|Top right: Placard raised in Anbar demands release of Sunnite women detainees|
Tens of thousands of Sunnite protesters in Iraq’s west today kept the main highway to Syria and Jordan blocked for a ninth straight day.
The mass protests in Iraq’s Anbar and several other Sunni-dominated provinces accuse Shiite Prime Minister Nouri al-Maliki of mounting an organized campaign against their sect and of being an ally of the Syrian regime and a surrogate of Iran.
The protests erupted December 21 in Anbar province after troops loyal to Maliki detained bodyguards and aides of his finance minister, a Sunni. The move evoked attempts to arrest Sunni Vice President Tariq al-Hashemi in December 2011. Hashemi was later sentenced to death in absentia.
An attempt by Deputy Prime Minister Saleh al-Mutlaq, one of the most senior Sunnite officials in the government, to defuse the crisis ended in chaos, with his bodyguards opening fire and wounding two demonstrators in Ramadi.
The protesters want an end to what they perceive as Maliki’s targeted marginalization of Sunnites and the release of Sunnite females rounded up after the detention of their male relatives under terrorism charges.
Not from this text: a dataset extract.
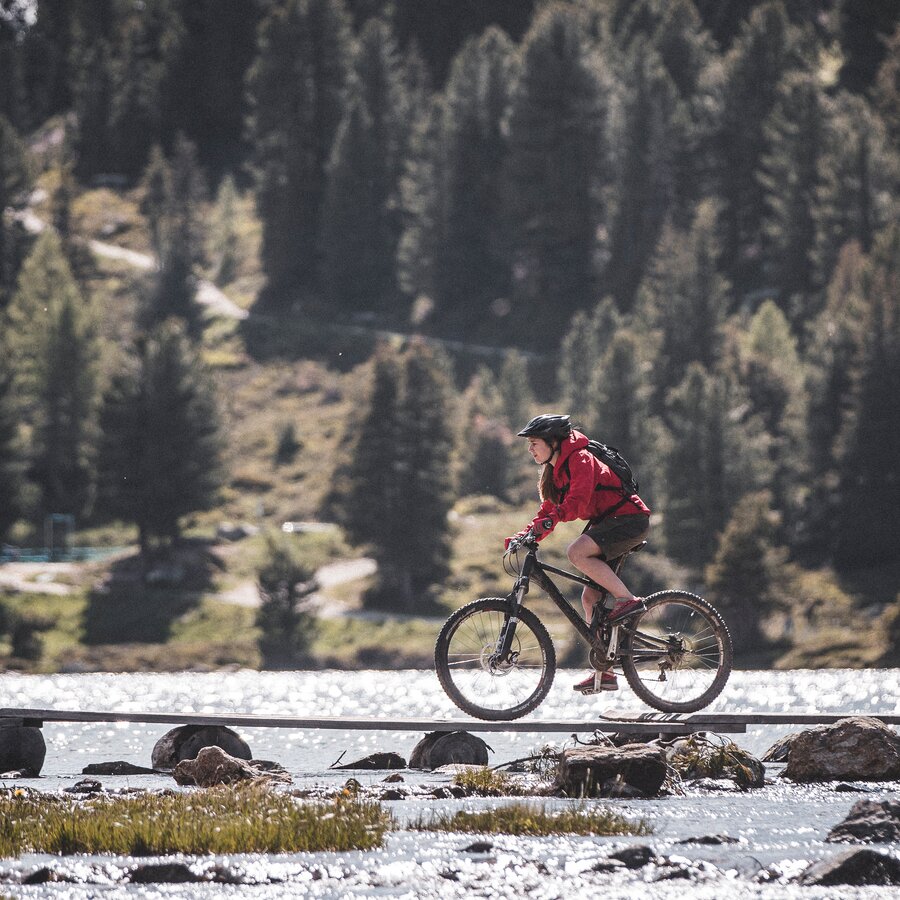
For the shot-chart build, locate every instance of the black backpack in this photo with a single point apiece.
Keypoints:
(611, 457)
When women in Iraq are arrested, they routinely go through three gruesome phases, starting with humiliation, followed by torture, and often ending with rape (see report).
“Clouds of divorce” is the inspired title of a leader comment today focusing on Iraq by Ghassan Charbel, editor-in-chief of pan-Arab daily al-Hayat.
He recounts how he called on a senior Iraqi official for a nameless briefing on the situation in the country.
Since I want to talk candidly, the official said, the situation is very bad and the days ahead are far from looking rosy.
He then pulled out from his pocket a note, which he started reading.
He said the number of Sunnite staff at the Interior Ministry that was so-and-so has dropped to this much; same thing at the Defense Ministry -- the Agriculture Ministry wasn’t spared either.
The Sunnite positions in the Armed Forces are also dwindling non-stop, the official added.
“A few days ago, a senior officer was assassinated, most probably by a man in uniform,” he blurted out.
When I asked about his expectations, he said: “The Iraqi Sunnite street is at boiling point. No Iraqi Sunnite accepts being a second-class citizen. Where would the Iraqi Sunnites’ wrath lead? Beyond what you imagine! I don’t fancy that, but I am afraid that’s where we’re heading.”
After the meeting, I felt distraught. It’s unusual for a state official to talk so plainly to a journalist he was meeting for the first time.
When protests broke out in Anbar a few days back, I called another Iraqi politician, asking how serious the unrest was.
He told me in no uncertain terms: “It is more serious than many people imagine. If Maliki persists in his exclusion, marginalization and monopolization policies, I don’t rule out Iraq heading to partition.
“His (Maliki’s) policies are destroying Iraq’s political fabric. He has taken relations with the Kurds to the verge of war and reneged on his promises to them.
“He is now driving Arab Sunnites to challenge his rule in the open.
“Add to that another split among Iraqis over Iran and happenings in Syria.
“It is in your interest as a journalist to visit Iraq because it is at a critical juncture. Sadly, we can’t now hide behind our finger and cover up our divisions by blaming the (U.S.) occupation and the remnants of Saddam Hussein.”
While the clouds of divorce were gathering in the skies of Anbar, UN reports and correspondents’ dispatches spoke of the Syria conflict turning overtly sectarian. This probably explains Lakhdar Brahimi’s remark on his return from Moscow predicting “hell” and a breakdown of Syria into a “new Somalia” in the absence of a negotiated settlement.
Taken in the context of Brahimi’s earlier call for “real and deep change” in Syria, chances are that “hell” is more likely in 2013, particularly that the Syria conflict is now on the Sunnite-Shiite fault line stretching from Baghdad to Beirut, passing by Damascus.
The winds of divorce whipping Syria are lashing Lebanon as well. Sectarian affinities have brought down the sanctity of international borders and built up the appetite for risk-taking. The Lebanese are divided over the Syrian Revolution, the Syrian regime’s future and the flow of refugees fleeing the Syrian inferno.
The “hell” Brahimi talked about won’t necessarily respect international borders that are porous anyway.
Gambles taken by allies of the Syrian regime, and by some of its opponents, are also inviting strife.
Together, the clouds gathering in Iraq’s Anbar and the winds of divorce lashing Syria and Lebanon show the Iraq-Syria-Lebanon triangle gushing forth to “hell.”